Le Japon est désormais une mine pour les histoires de fantômes et les récits d'épouvante. Il aura suffi de quelques films d'horreur à succès et d'une déferlante de mangas pour que le lecteur trouve normal de voir les terres nippones peuplées de spectres errants et d'assassins en série. « Aokigahara, la forêt des suicidés » (allez-y pour retenir un titre pareil sans prendre de note et le commander chez votre libraire préféré !) se nourrit de ce fantastique oriental qui mélange habilement croyances ancestrales et boucherie contemporaine.
Au centre du récit, il y a une forêt (elle existe vraiment semble-t-il), au pied du mont Fuji, où l'on dénombre une quantité phénoménale de suicides. Une garde forestière, Ryoko, est chargée de retrouver les corps et de les ramener à la morgue (il n'y a pas de sot métier, me direz-vous).
Elle se consacre entièrement à cette tâche, dérogeant largement aux règles de sécurité, pour veiller à ce qu'aucun corps de reste sans sépulture et qu'aucun fantôme ne se retrouve forcé à errer pour l'éternité. On comprend bientôt que le corps de son propre père, disparu depuis plusieurs années, n'a jamais été retrouvé.
Au même moment, Alan, un Occidental qui bosse comme expatrié en ville, largue sa petite amie japonaise. La fille le prend très mal. Alors qu'il tente de se changer les idées, elle prend seule la route de la forêt des suicidés et se pend à une branche solide. Comme si un suicide ne suffisait pas, voilà qu'on retrouve l'un après l'autre tous les amis d'Alan sauvagement massacrés. La police a vite fait de le désigner comme principal suspect.
Des morts moins morts qu'on le voudrait
À la lisière entre le thriller et le pur récit de terreur, « Aokigahara, la forêt des suicidés » parvient à captiver les lecteurs. Les personnages sont complexes, le récit suffisamment fouillé pour qu'on le suive comme on s'enfonce toujours plus loin dans les bois.

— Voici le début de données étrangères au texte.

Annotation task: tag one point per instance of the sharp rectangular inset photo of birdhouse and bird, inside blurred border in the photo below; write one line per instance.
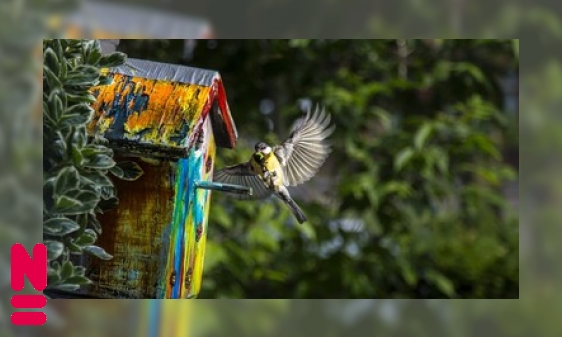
(281, 169)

Le dessin de Gabriel Hernandez et sa mise en couleurs sauvage et torturée soulignent l'atmosphère singulière de ces lieux où la nature déjà impressionnante est décuplée par les suicides et les bains de sang. Plutôt que montrer les détails gore, Hernandez joue d'une mise en scène habile pour laisser toute la place à l'imagination. Il y a du sang, bien sûr, il y a des pendus à la pelle, mais le jeu des ombres et les gros plans soudain esquivent au dernier moment l'étalage de chairs à vif. Reste la présence permanente et angoissante de la mort, thématique principale du récit.
El Torres, auteur du scénario, réussit à présenter les dernières minutes d'une jeune fille qui va se pendre avec suffisamment de pudeur et de distance pour à la fois donner à voir la mort par pendaison dans toute sa bestialité – un corps qui résiste à l'agonie n'est jamais beau à regarder – en évitant de rendre cet acte ni théâtral ni glamour.
Bien sûr, « Aokigahara, la forêt des suicidés » est un récit d'épouvante, efficace et palpitant avant tout, mais il soulève tout de même au passage des problématiques intéressantes. L'album est ainsi traversé, hanté presque, par l'humidité de la forêt et une question terrifiante : peut-on trouver la force de continuer à vivre quand on se sent si seul qu'on a l'impression que sa vie est un gâchis, un désastre permanent ?
Deux nouveaux projets en chantier
La fin de l'album présente les vingt premières planches du « Voile des Ténèbres », le nouveau projet des deux auteurs et l'on repère immédiatement des points communs assez frappants. Cette fois encore, c'est une héroïne qui mène l'enquête et elle possède un don hors du commun, celui de voir et de parler aux victimes des crimes les plus crapuleux... après leur décès.
Et si elle prête un coup de main à la police pour élucider les crimes, c'est parce qu'elle est elle-même hantée par une vérité beaucoup plus sombre encore, qui a surgi dans son enfance lors d'un terrible accident de train. On a hâte de lire la suite.
Ah oui, encore un petit détail sur « Aokigahara, la forêt des suicidés » : les droits d'adaptation au cinéma ont été achetés et le réalisateur devrait être Hideo Nakata lui-même, spécialiste de l'horreur à la japonaise. Ambiance et frissons garantis.